Jack Gregory

Personal information
- Full name: John Leslie Gregory
- Date of birth: 25 January 1925
- Place of birth: Southampton, England
- Date of death: March 2008 (aged 83)
- Height: 5 ft 9 in (1.75 m)
- Position(s): Full back

Senior career*
- Years: Team / Apps / (Gls)
- 1944–1955: Southampton / 66 / (0)
- 1955–1959: Leyton Orient / 91 / (0)
- 1959–1960: Bournemouth & Boscombe Athletic / 17 / (0)
- 1960–1962: Ashford Town / 53 / (0)
- 1962–1963: Hastings United

Managerial career
- 1963–1965: Cowes Sports
- 1965–1966: Sholing Sports

= Jack Gregory (footballer, born 1925) =

English footballer

John Leslie Gregory (25 January 1925 – March 2008) was an English professional footballer who played as a full back for Southampton and Leyton Orient during the 1940s and 1950s.

==Playing career==

===Southampton===
Gregory was born in Southampton and after playing youth football with Woolston Youth Club, he was signed by Southampton as a professional in December 1944. He made his first team debut as a replacement for Bill Rochford in a 3–1 defeat to Luton Town at a snow-covered Dell on 22 February 1947.

Gregory spent most of his Southampton career in the reserves and his next first team appearance came on 23 September 1950. After another spell in the reserves, he replaced Norman Kirkman for the final five games of the season. He retained his place in the first team for the start of the following season, before giving way to Kirkman after four matches. He made the occasional appearance over the next few months, with a run of eight games from January to March as replacement for Peter Sillett, who had taken over at fullback from Kirkman.

Gregory's best season for the Saints came in 1953–54 after they had been relegated to the Third Division South. He was appointed team captain and only missed four league matches during the season as Saints failed to make the expected return to Division Two. He then lost his place to Tommy Traynor and after another season in the reserves, he was given a free transfer to Leyton Orient in July 1955. In his ten years at the Dell, he made 68 appearances in all competitions, without scoring.

In his final season at The Dell, Gregory was an ever-present member of the Southampton reserve team which won the Combination Cup under the management of Ted Bates.

===Leyton Orient===
At Orient, he joined another club playing in the Third Division South, and helped them to take the Division title in his first season with his new club.

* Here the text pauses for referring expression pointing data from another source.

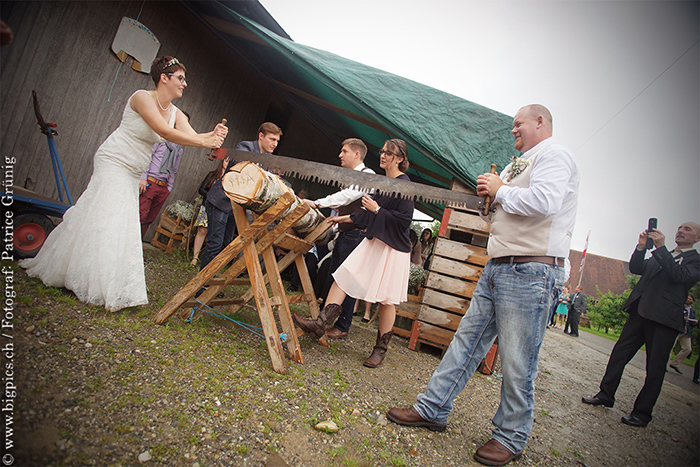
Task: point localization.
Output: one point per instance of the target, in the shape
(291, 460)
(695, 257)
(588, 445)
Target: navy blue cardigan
(393, 222)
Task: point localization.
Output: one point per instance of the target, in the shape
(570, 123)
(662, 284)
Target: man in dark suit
(655, 309)
(578, 305)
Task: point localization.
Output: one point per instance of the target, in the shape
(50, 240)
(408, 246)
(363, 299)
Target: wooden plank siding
(63, 51)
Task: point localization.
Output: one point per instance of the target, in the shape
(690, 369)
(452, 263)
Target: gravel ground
(100, 388)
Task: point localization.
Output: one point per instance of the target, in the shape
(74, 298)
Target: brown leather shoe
(409, 417)
(494, 453)
(336, 333)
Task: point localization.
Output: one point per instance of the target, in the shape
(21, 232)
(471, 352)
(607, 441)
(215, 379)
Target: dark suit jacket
(663, 288)
(579, 303)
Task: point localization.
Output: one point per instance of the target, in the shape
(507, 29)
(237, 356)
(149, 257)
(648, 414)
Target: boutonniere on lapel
(516, 167)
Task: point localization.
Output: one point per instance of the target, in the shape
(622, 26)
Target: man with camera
(655, 309)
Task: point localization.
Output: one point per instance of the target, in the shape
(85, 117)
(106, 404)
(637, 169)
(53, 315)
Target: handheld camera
(652, 225)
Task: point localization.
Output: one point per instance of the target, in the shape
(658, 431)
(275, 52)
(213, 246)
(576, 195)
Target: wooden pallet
(170, 232)
(458, 260)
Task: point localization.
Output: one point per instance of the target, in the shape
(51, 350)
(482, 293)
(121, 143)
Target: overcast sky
(621, 79)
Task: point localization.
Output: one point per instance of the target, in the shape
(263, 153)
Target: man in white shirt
(535, 199)
(352, 156)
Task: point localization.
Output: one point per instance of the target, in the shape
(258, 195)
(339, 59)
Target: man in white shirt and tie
(534, 201)
(352, 156)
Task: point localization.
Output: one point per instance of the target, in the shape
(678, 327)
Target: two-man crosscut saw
(344, 178)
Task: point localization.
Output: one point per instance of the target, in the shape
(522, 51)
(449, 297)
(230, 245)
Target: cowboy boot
(379, 350)
(323, 323)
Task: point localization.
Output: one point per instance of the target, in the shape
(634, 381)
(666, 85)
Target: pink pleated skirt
(376, 273)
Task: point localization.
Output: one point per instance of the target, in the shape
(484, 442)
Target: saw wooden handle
(212, 153)
(487, 200)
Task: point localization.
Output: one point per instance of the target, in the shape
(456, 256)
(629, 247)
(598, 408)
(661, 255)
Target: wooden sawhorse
(254, 240)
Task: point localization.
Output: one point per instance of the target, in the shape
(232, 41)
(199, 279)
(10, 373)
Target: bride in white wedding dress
(96, 251)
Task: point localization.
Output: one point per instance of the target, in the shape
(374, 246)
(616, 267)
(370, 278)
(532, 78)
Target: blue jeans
(511, 302)
(221, 226)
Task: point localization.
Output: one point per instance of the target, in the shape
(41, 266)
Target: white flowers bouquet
(181, 208)
(517, 166)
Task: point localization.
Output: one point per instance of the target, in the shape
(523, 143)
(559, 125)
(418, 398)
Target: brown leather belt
(554, 261)
(156, 181)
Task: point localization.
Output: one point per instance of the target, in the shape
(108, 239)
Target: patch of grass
(95, 384)
(337, 452)
(25, 300)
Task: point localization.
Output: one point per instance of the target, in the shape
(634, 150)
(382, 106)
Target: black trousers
(572, 320)
(659, 340)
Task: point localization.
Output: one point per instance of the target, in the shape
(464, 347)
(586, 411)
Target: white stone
(327, 426)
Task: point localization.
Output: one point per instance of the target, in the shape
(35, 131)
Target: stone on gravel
(328, 426)
(144, 457)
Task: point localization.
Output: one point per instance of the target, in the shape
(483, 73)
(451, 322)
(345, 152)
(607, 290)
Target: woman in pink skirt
(377, 270)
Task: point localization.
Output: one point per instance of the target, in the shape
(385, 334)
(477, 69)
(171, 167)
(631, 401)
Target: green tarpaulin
(448, 137)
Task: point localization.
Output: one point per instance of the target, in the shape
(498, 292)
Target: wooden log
(248, 185)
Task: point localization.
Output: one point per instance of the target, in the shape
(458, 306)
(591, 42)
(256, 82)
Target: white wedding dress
(96, 251)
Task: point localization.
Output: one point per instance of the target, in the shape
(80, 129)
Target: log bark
(257, 189)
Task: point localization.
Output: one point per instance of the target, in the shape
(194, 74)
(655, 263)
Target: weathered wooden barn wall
(63, 51)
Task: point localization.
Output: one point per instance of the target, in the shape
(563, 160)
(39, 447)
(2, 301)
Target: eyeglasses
(180, 77)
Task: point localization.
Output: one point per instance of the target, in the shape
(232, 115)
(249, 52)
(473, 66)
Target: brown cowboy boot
(379, 350)
(323, 323)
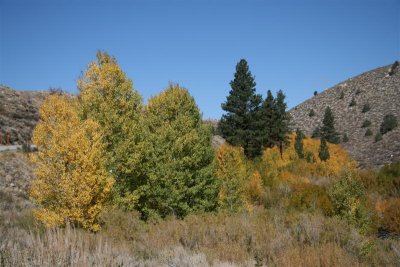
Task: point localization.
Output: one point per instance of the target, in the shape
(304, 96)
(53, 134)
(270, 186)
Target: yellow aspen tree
(107, 96)
(71, 182)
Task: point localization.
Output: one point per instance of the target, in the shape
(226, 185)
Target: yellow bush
(71, 182)
(339, 160)
(254, 189)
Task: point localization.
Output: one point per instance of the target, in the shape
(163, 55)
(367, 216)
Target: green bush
(389, 179)
(365, 124)
(388, 124)
(349, 203)
(312, 198)
(366, 108)
(378, 137)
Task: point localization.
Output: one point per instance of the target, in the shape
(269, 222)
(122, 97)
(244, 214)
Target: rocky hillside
(19, 114)
(366, 97)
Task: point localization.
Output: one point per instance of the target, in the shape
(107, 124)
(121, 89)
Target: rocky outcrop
(380, 90)
(19, 114)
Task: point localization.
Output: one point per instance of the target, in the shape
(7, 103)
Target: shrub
(348, 199)
(391, 216)
(72, 183)
(323, 150)
(366, 123)
(388, 124)
(353, 102)
(389, 179)
(378, 137)
(311, 197)
(366, 108)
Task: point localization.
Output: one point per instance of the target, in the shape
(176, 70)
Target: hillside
(19, 113)
(378, 88)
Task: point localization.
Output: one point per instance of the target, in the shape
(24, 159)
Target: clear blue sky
(297, 46)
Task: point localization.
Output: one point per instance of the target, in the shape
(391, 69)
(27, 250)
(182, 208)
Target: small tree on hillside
(327, 130)
(323, 150)
(281, 130)
(240, 125)
(72, 183)
(268, 118)
(298, 145)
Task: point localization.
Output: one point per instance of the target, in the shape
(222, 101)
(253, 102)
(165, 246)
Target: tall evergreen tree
(268, 115)
(298, 145)
(240, 125)
(280, 128)
(327, 130)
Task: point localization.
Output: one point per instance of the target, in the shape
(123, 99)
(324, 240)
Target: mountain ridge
(380, 90)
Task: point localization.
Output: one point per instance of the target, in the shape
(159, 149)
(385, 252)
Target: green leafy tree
(388, 124)
(378, 137)
(327, 130)
(106, 96)
(268, 118)
(240, 125)
(345, 138)
(178, 176)
(323, 150)
(298, 145)
(280, 128)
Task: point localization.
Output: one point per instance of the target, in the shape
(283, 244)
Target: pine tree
(280, 128)
(240, 125)
(106, 96)
(323, 150)
(327, 130)
(178, 172)
(268, 118)
(298, 145)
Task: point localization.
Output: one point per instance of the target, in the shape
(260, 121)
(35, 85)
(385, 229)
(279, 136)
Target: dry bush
(391, 216)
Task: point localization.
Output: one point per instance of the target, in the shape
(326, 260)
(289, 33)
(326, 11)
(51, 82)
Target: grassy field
(270, 235)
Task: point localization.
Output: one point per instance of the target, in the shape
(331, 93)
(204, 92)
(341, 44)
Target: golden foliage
(292, 169)
(71, 182)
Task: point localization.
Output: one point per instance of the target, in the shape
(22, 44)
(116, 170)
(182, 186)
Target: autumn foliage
(71, 182)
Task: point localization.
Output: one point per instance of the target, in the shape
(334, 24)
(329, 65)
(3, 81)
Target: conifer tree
(323, 150)
(72, 183)
(327, 130)
(178, 171)
(298, 145)
(240, 124)
(280, 128)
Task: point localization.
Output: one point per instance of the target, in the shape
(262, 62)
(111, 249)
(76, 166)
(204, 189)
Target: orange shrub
(391, 216)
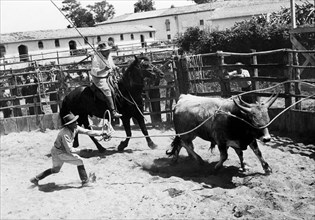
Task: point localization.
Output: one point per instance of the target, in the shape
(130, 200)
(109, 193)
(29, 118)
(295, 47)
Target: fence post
(224, 83)
(255, 83)
(288, 75)
(182, 74)
(297, 76)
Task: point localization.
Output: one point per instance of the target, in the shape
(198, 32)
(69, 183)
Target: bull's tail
(175, 147)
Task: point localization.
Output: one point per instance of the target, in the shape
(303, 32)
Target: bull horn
(271, 100)
(243, 102)
(245, 109)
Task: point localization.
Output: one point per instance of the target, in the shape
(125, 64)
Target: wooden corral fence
(55, 79)
(202, 75)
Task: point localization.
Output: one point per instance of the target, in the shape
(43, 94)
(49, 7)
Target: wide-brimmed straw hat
(103, 46)
(70, 118)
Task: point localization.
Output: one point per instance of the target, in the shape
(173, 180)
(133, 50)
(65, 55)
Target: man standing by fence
(244, 85)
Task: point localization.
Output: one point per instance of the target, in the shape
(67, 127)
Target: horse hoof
(121, 146)
(153, 146)
(101, 150)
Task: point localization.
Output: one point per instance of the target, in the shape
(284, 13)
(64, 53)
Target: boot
(41, 176)
(111, 106)
(83, 176)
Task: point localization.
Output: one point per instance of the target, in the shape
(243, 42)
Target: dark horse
(128, 89)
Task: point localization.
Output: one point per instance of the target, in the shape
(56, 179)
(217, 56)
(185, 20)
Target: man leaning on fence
(245, 86)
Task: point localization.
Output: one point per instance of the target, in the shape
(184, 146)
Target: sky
(33, 15)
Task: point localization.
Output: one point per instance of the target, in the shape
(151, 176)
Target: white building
(34, 45)
(171, 22)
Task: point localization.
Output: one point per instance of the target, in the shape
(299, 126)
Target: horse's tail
(64, 110)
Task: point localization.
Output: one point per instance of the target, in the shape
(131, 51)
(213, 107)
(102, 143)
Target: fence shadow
(188, 169)
(295, 145)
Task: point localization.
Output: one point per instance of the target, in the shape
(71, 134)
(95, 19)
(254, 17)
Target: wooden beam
(299, 46)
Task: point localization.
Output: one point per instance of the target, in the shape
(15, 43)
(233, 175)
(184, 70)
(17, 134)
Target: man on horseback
(102, 66)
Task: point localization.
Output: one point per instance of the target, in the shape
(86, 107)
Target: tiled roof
(221, 9)
(71, 32)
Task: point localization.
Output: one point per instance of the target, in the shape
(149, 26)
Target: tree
(79, 16)
(102, 11)
(144, 5)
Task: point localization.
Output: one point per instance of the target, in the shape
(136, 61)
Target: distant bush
(259, 33)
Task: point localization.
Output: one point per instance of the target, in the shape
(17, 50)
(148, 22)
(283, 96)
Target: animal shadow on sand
(188, 169)
(51, 187)
(289, 145)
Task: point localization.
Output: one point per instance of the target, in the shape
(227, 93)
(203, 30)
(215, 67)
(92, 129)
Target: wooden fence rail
(201, 75)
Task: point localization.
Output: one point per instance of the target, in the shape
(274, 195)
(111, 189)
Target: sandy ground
(140, 183)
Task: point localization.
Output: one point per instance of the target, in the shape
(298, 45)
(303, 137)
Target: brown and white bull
(225, 122)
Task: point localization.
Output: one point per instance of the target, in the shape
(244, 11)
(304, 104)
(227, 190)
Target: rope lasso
(218, 110)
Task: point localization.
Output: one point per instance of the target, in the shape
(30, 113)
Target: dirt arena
(140, 183)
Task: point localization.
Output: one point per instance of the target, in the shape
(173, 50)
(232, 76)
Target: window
(40, 45)
(2, 51)
(86, 40)
(168, 25)
(57, 43)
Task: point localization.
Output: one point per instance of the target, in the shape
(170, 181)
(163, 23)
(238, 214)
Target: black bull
(226, 123)
(128, 92)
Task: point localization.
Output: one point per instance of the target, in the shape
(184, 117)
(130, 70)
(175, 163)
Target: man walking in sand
(63, 152)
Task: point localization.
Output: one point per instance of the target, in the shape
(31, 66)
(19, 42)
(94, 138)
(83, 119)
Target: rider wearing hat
(63, 152)
(102, 66)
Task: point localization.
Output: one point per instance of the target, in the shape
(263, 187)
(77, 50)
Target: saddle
(113, 85)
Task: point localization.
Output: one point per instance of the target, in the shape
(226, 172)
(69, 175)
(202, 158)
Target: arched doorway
(72, 47)
(142, 40)
(23, 53)
(111, 41)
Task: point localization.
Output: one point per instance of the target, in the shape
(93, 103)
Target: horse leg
(175, 149)
(189, 146)
(144, 130)
(126, 123)
(84, 120)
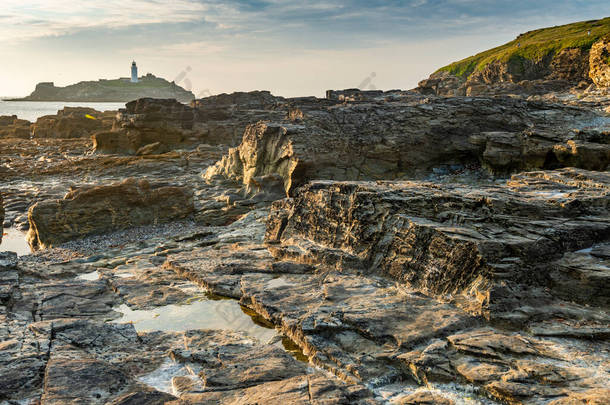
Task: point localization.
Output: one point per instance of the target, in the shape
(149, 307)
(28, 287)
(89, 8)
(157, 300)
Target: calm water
(31, 110)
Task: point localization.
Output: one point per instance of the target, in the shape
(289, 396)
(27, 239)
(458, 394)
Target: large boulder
(386, 139)
(213, 120)
(599, 63)
(1, 214)
(13, 127)
(491, 248)
(72, 122)
(98, 209)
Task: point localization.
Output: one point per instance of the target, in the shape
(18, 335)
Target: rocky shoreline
(370, 247)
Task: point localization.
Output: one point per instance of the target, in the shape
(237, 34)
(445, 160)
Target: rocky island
(121, 90)
(448, 244)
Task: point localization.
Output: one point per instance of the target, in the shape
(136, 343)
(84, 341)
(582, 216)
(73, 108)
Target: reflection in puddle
(201, 314)
(13, 240)
(161, 378)
(278, 283)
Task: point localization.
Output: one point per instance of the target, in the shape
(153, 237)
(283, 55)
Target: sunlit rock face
(72, 122)
(219, 119)
(408, 248)
(488, 244)
(100, 209)
(406, 136)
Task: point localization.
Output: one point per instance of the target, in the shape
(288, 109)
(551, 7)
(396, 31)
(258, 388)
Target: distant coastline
(102, 90)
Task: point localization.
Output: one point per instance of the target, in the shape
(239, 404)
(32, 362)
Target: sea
(32, 110)
(14, 240)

The following season, now back in the Second Division, Gregory only missed two league matches as Orient consolidated their position in mid-table.

Gregory spent two more years at Brisbane Road before returning to the South coast in July 1959 to join Bournemouth & Boscombe Athletic, where he spent one season before retiring from professional football.

==Later career==
He then dropped down to non-league football, spending two years with Ashford Town, followed by a year with Hastings United. He then returned to Southampton where he managed Isle of Wight team Cowes Sports and then Southampton based Sholing Sports.

He was employed in Southampton Docks as a boilermaker. He was married to Pauline and had four children. On 20 March 2008, it was reported that he had died.